Stop Trusting AI More Than a Human — Apply the Same Access Controls

A post on r/ClaudeAI argues that developers are circumventing their own CI/CD pipelines by giving AI agents direct production access — and paying the price with deleted databases and blown-up resources. The author, u/SkittleDad, draws a simple line: if you wouldn't let a junior developer do it, don't let your AI do it.
Treat AI Like an Employee
The core point is about access control. The author states:
- Push changes to git, then let the pipeline deploy. Don't let the AI write directly to production.
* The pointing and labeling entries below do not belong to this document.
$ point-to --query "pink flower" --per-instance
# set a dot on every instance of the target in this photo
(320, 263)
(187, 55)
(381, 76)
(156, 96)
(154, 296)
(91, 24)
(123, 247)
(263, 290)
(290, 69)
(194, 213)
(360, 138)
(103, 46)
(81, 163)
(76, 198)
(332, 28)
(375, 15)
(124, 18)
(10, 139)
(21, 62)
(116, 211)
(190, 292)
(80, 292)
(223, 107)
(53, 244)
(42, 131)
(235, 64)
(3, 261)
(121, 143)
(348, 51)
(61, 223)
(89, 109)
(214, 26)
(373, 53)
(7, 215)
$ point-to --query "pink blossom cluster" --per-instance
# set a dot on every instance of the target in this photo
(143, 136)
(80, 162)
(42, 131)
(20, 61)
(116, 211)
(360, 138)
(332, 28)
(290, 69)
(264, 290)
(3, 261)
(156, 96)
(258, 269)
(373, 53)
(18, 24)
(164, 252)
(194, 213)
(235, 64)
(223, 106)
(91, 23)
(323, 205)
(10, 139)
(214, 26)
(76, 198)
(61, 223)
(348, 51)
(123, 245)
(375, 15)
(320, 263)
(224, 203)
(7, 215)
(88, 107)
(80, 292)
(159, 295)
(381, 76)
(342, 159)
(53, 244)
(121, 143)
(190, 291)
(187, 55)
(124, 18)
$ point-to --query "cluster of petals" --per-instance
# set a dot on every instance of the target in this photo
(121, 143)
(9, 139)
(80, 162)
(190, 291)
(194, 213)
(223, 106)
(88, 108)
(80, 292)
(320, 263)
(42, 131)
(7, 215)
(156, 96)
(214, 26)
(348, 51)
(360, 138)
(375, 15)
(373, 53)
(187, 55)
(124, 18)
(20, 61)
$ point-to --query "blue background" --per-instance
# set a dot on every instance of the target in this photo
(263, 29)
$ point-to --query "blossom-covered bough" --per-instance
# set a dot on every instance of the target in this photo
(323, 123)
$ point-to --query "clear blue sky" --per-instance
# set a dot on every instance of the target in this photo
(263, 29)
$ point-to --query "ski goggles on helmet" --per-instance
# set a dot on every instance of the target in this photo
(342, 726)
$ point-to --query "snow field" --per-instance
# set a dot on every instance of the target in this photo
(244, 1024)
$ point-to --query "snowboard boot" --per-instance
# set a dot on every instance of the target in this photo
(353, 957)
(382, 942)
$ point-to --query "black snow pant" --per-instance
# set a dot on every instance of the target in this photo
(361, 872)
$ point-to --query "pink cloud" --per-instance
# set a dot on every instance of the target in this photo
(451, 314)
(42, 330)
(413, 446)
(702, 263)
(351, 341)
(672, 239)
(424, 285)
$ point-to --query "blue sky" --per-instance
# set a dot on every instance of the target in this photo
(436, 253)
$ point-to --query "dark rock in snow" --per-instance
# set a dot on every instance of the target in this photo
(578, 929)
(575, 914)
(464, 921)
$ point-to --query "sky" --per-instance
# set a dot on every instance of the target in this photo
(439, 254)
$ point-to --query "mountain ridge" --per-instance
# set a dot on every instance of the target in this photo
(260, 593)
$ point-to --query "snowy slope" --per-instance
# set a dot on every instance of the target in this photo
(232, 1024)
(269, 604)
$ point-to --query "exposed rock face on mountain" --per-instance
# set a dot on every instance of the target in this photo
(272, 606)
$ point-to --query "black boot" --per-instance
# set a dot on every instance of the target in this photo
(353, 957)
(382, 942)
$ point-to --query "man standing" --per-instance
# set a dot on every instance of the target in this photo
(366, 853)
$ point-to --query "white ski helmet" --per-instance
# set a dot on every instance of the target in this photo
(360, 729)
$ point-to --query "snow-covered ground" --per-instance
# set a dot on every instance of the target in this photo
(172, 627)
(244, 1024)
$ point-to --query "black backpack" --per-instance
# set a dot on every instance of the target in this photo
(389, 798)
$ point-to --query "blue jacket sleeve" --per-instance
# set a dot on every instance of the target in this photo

- Use different roles and profiles for prod vs. dev. Just as you wouldn't give a new hire delete access to a production database, don't give that permission to an AI agent.
- Test in dev all day long — but enforce the same guardrails that protect human mistakes.
“If my new hire has permission to delete a production database I've screwed up.”
The discussion acknowledges that humans also make mistakes in production, but we've learned to manage that risk with pipelines and reviews. The author argues that AI should be subject to the same controls — not given a free pass because it's faster.
Why This Matters for AI Coding Agents
Stories are surfacing of Cursor, Claude, and other agents deleting production data or spinning up costly resources because they had unrestricted access. The post isn't anti-AI — it's pro-process. The author explicitly says they want to do more faster, but not at the expense of basic security practices.
For teams using AI coding agents, the takeaway is practical:
- Grant AI agents the minimum necessary permissions.
- Enforce code review and CI/CD gatekeeping even for AI-generated changes.
- Use separate environments and treat the AI as a trusted contributor with guardrails, not a god-mode tool.